A 300 Year History of Text Analysis

February 15, 2010 | No Comments

Social media research is this year’s big new thing. Researchers are all over sentiment analysis, text analysis, and content analysis heralding it as the newest and greatest thing to hit marketing research. You may be surprised to learn that content analysis is, in fact, older than my great, great, great, great grandmother. History buffs will enjoy this very short history of content analysis.

17th Century: Religious dissent: Text analysis and sentiment analysis were used by religious authorities to identify people who seemed to be using printing presses to share information that wasn’t related to the church.

1890s: Newspaper analysis digs in: In 1893, one of the very first content analysis of newspapers was published! This particular study attempted to demonstrate how publications were shifting their focus from religious and science topics to gossip and scandal (sound familiar?).

1930s: Newspaper analysis settles in: Before the internet and computers, researchers used to buy a copy of every newspaper and manually cut out articles on the topics they were interested. Someone might be tasked with cutting out all the articles about the current election. They would then manually analyze every article to identify the mood of the writer and the features of the article. With the changing economic climate, the 1920s and 1930s led to huge growth in content and text analysis. People felt the mass media were at least partly responsible for all the woes of the world.
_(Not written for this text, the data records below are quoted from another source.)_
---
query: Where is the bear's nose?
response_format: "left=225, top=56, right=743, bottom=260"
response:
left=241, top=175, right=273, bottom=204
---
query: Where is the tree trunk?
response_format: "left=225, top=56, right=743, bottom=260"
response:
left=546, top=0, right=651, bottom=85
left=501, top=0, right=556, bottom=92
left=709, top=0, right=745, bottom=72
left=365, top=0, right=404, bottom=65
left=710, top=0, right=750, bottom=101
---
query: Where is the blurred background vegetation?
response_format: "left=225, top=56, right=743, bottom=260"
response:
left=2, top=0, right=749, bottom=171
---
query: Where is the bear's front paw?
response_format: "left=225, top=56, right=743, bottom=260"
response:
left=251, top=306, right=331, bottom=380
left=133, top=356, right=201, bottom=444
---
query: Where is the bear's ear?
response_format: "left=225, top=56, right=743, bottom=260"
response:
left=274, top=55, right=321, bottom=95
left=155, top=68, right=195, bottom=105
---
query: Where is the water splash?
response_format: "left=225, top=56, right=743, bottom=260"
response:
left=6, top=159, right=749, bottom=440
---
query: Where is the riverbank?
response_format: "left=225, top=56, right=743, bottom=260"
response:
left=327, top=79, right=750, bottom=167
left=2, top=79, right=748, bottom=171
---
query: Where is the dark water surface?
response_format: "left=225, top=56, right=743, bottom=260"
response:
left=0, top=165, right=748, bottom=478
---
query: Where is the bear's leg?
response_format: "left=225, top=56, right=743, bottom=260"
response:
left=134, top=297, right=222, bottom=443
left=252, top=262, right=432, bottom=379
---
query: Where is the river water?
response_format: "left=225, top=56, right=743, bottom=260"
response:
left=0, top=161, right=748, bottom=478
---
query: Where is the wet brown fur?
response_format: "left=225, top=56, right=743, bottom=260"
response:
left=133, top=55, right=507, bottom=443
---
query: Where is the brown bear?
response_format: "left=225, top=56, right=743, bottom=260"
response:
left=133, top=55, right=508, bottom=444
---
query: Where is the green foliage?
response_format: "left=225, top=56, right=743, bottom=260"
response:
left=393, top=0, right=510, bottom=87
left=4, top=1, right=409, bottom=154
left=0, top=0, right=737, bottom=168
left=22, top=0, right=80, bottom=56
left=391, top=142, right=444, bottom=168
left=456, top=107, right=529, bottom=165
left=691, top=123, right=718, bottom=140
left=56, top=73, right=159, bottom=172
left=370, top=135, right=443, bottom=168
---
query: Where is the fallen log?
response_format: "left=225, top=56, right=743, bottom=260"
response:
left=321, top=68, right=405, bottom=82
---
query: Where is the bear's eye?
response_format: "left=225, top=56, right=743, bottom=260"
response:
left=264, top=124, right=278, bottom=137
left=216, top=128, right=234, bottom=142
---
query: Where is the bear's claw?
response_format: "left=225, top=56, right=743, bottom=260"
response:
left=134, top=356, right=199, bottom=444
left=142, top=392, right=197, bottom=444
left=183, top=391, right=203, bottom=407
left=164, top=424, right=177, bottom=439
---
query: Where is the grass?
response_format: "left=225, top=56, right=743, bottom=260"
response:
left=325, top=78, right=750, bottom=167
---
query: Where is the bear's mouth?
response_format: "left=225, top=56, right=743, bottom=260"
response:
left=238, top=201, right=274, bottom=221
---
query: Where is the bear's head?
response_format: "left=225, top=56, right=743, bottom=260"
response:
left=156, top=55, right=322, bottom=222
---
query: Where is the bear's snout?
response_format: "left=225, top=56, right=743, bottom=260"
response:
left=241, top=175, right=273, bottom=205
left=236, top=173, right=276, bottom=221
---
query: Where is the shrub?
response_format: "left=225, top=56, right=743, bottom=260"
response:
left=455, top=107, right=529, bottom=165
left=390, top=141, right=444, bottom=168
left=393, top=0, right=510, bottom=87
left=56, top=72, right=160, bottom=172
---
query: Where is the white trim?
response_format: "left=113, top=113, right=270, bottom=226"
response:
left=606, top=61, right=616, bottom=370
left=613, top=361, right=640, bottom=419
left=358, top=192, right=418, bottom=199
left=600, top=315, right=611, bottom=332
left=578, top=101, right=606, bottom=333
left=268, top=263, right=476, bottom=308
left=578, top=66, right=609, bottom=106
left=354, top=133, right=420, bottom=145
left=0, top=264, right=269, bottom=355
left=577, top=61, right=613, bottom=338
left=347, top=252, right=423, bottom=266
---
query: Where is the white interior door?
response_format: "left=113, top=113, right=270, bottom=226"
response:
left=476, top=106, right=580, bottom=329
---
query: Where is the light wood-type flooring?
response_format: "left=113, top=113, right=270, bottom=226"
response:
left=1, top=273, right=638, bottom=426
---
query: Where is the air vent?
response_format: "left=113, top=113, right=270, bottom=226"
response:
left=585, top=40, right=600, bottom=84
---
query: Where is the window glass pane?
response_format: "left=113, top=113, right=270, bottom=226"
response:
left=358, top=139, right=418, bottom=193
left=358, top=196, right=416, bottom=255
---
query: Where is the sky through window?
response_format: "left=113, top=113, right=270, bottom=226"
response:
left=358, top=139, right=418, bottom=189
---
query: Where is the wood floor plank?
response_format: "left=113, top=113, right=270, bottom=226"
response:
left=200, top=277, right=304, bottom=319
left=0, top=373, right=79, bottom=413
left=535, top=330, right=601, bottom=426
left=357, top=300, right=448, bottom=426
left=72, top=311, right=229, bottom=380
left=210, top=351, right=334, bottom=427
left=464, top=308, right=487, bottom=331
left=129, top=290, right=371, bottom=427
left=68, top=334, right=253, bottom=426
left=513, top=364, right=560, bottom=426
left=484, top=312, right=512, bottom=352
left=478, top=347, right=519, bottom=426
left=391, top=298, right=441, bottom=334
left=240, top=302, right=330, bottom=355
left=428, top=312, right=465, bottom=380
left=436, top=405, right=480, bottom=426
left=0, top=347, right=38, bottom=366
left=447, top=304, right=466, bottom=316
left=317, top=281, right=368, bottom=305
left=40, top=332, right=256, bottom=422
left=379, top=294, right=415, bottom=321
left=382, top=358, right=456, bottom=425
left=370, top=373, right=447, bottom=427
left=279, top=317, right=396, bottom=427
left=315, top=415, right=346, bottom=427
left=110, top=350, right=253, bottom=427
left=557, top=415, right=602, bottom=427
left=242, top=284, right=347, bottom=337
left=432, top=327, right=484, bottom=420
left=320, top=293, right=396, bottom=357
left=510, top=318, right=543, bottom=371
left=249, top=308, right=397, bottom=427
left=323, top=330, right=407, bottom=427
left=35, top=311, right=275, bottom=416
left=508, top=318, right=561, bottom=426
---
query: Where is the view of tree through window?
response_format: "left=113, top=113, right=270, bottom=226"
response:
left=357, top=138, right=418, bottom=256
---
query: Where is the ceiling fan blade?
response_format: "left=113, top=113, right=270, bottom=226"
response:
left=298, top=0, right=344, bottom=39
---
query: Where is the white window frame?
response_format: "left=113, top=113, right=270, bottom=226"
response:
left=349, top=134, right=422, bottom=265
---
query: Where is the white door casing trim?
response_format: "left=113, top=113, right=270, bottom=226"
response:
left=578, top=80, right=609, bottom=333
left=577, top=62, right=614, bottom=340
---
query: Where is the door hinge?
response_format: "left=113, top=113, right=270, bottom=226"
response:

This was a great era for the development of both survey and opinion research, which most people are familiar with, as well as content analysis, which has mostly remained of interest to qualitative experts.

1970s: Survey research: Survey research really takes hold. You already know about verbatims and open-ends on survey questions. Multiple choice questions often have a place for people to write in an answer if they feel the question didn’t already include their answer. Those verbatims go through manual sentiment analysis and text analysis whereby people read each and every verbatim to analyze the mood of the writer and the features of the verbatim.

2010s: Social media research: And we arrive at today. We may not being doing text analysis manually anymore, but with one hundred years of solid research and learnings, the research community has amassed a lot of skill and experience.

If you are interested in reading more, Klaus Krippendorff, the leading expert in this field, has written many fabulous texts about content analysis. It’s a tough read, but a great read.